博客代码均以上传至GitHub,欢迎follow和start~~!
1. GBDT构造组合特征的方式
利用GBDT进行特征构造依据其模型组合方式一共有两种方式:
-
GBDT + LR
与原论文的实现方式一样,利用GBDT构造组合特征,再将组合特征进行one-hot编码(本实践代码也属此类);
-
GBDT + FFM 或者 GBDT + 树模型
此时,使用利用GBDT构造的组合特征不再进行one-hot编码,而是直接利用输出叶节点的索引信息,如果将GBDT组合特征输出到其他树模型,则可直接利用节点索引信息;若是将GBDT信息输出到FFM中,依旧是利用索引信息,但是需要将索引信息组织成FFM数据输入形式。
2. GBDT组合特征实现方式
GBDT实现特征组合主要有两种实现方式:
- 可以设置pre_leaf=True获得每个样本在每颗树上的
leaf_Index,可以查看下XGBoost官方文档查阅一下API:
原来这个参数是在predict里面,在对原始特征进行简单调参训 练后,对原始数据以及测试数据进行new_feature= bst.predict(d_test, pred_leaf=True)即可得到一个(nsample, ntrees) 的结果矩阵,即每个样本在每个树上的index。
-
通过设置apply实现 (注意结合LR时候,后接[:,:,0]进行降维):
可以看到他用的是apply()方法,这里就有点疑惑了,在XGBoost官方API并没有看到这个方法,于是我去SKlearn GBDT API看了下,果然有apply()方法可以获得leaf indices:
因为XGBoost有自带接口和Scikit-Learn接口,所以代码上有所差异。
值得注意的是,当使用apply方式时候,返回比直接调用XGBoost的多了
n_classes:这也是为什么在GBDT+LR使用apply方式获得GBDT的组合特征时往往加上[:,:,0],为的就是去掉n_class那一维,如下:
实例代码:
'''
使用X_train训练GBDT模型,后面用此模型构造特征
'''
grd.fit(X_train, y_train)
# fit one-hot编码器
grd_enc.fit(grd.apply(X_train)[:, :, 0])
'''
使用训练好的GBDT模型构建特征,然后将特征经过one-hot编码作为新的特征输入到LR模型训练。
'''
grd_lm.fit(grd_enc.transform(grd.apply(X_train_lr)[:, :, 0]), y_train_lr)
# 用训练好的LR模型多X_test做预测
y_pred_grd_lm = grd_lm.predict_proba(grd_enc.transform(grd.apply(X_test)[:, :, 0]))[:, 1]
# 根据预测结果输出
fpr_grd_lm, tpr_grd_lm, _ = roc_curve(y_test, y_pred_grd_lm)
3. 代码实践
3.1 介绍
针对CTR预估,测试LR + GBDT的方案效果.
3.2 数据集
这里提供两份数据集,第一份比较好是CTR的,第二份也还凑合,之前在DeepFm中有用过。按理来说用第一个数据更好,但是压缩包大小为4G+ 有点大.

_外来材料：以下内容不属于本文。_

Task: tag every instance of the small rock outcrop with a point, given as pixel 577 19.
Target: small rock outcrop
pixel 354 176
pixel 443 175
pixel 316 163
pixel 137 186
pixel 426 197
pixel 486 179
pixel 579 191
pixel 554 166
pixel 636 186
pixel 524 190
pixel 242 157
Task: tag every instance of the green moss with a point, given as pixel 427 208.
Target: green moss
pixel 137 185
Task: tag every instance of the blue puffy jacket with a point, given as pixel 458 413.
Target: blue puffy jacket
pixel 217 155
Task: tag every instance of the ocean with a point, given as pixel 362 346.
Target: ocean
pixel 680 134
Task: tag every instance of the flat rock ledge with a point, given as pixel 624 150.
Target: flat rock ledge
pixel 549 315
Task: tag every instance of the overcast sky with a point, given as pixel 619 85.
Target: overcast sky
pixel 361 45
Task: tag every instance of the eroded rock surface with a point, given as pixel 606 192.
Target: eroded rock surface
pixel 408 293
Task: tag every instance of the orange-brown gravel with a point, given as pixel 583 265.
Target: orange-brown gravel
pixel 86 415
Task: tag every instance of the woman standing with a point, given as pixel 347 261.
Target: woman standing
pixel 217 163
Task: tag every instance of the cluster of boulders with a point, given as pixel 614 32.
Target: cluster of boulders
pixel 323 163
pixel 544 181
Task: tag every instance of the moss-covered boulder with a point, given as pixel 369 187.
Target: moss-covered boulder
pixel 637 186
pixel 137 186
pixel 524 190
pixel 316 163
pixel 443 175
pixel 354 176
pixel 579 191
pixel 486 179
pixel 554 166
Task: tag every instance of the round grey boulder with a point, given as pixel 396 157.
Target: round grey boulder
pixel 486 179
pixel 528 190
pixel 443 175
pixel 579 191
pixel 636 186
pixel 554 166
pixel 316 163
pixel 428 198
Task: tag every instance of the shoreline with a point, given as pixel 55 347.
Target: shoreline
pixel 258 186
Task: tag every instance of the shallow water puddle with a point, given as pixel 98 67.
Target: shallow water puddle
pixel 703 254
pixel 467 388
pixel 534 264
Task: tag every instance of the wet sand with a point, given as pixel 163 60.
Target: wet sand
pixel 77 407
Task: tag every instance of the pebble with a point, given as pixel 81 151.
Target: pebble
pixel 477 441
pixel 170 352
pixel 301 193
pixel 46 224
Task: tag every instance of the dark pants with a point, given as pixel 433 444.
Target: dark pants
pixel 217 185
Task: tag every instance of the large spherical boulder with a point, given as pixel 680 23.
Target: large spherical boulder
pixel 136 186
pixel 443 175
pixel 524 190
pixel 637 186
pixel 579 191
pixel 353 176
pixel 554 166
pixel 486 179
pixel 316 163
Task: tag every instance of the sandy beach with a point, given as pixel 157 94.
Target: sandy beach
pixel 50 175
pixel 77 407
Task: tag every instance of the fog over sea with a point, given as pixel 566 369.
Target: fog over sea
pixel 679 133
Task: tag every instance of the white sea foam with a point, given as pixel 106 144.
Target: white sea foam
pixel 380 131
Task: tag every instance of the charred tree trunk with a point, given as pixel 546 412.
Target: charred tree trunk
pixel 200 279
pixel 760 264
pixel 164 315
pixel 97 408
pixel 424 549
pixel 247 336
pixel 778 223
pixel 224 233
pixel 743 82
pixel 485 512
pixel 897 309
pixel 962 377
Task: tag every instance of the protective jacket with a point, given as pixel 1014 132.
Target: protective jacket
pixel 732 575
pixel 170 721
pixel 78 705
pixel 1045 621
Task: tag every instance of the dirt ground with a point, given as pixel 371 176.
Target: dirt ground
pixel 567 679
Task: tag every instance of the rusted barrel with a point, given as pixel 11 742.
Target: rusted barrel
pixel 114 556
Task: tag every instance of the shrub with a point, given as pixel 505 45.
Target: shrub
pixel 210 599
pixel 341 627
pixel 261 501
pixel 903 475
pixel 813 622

所以我采用的是第二个数据。感兴趣的同学,可以尝试下用第一个的数据进行试验。非常欢迎分享下实验结果~
3.3 kaggle CTR比赛
使用kaggle 2014年比赛 criteo-Display Advertising Challenge比赛的数据集。第一名的方案就是参考了Facebook的论文,使用GBDT进行特征转换,后面跟FFM
比赛地址: https://www.kaggle.com/c/criteo-display-ad-challenge/data
数据集下载:http://labs.criteo.com/2014/02/kaggle-display-advertising-challenge-dataset/
第一名方案参考
https://www.kaggle.com/c/criteo-display-ad-challenge/discussion/10555
PPT: https://www.csie.ntu.edu.tw/~r01922136/kaggle-2014-criteo.pdf
3.4 kaggle 比赛
kaggle上一个预测任务
https://www.kaggle.com/c/porto-seguro-safe-driver-prediction
其中数据集及jupyter notebook版说明均已上传至个人GitHub
采用了LightGBM树集成架构实现的GBDT,当然也可采用XGBoost或者sklearn自带的GBDT实现;
Code:
import gc
import pandas as pd
import numpy as np
from sklearn.linear_model import LogisticRegression
from sklearn.model_selection import train_test_split
# 1. 读取数据
path = "./data/"
train_file = "train.csv"
test_file = "test.csv"
trainDf = pd.read_csv(path + train_file)
# testDf = pd.read_csv(path + train_file, nrows=1000, skiprows=range(1, 10000))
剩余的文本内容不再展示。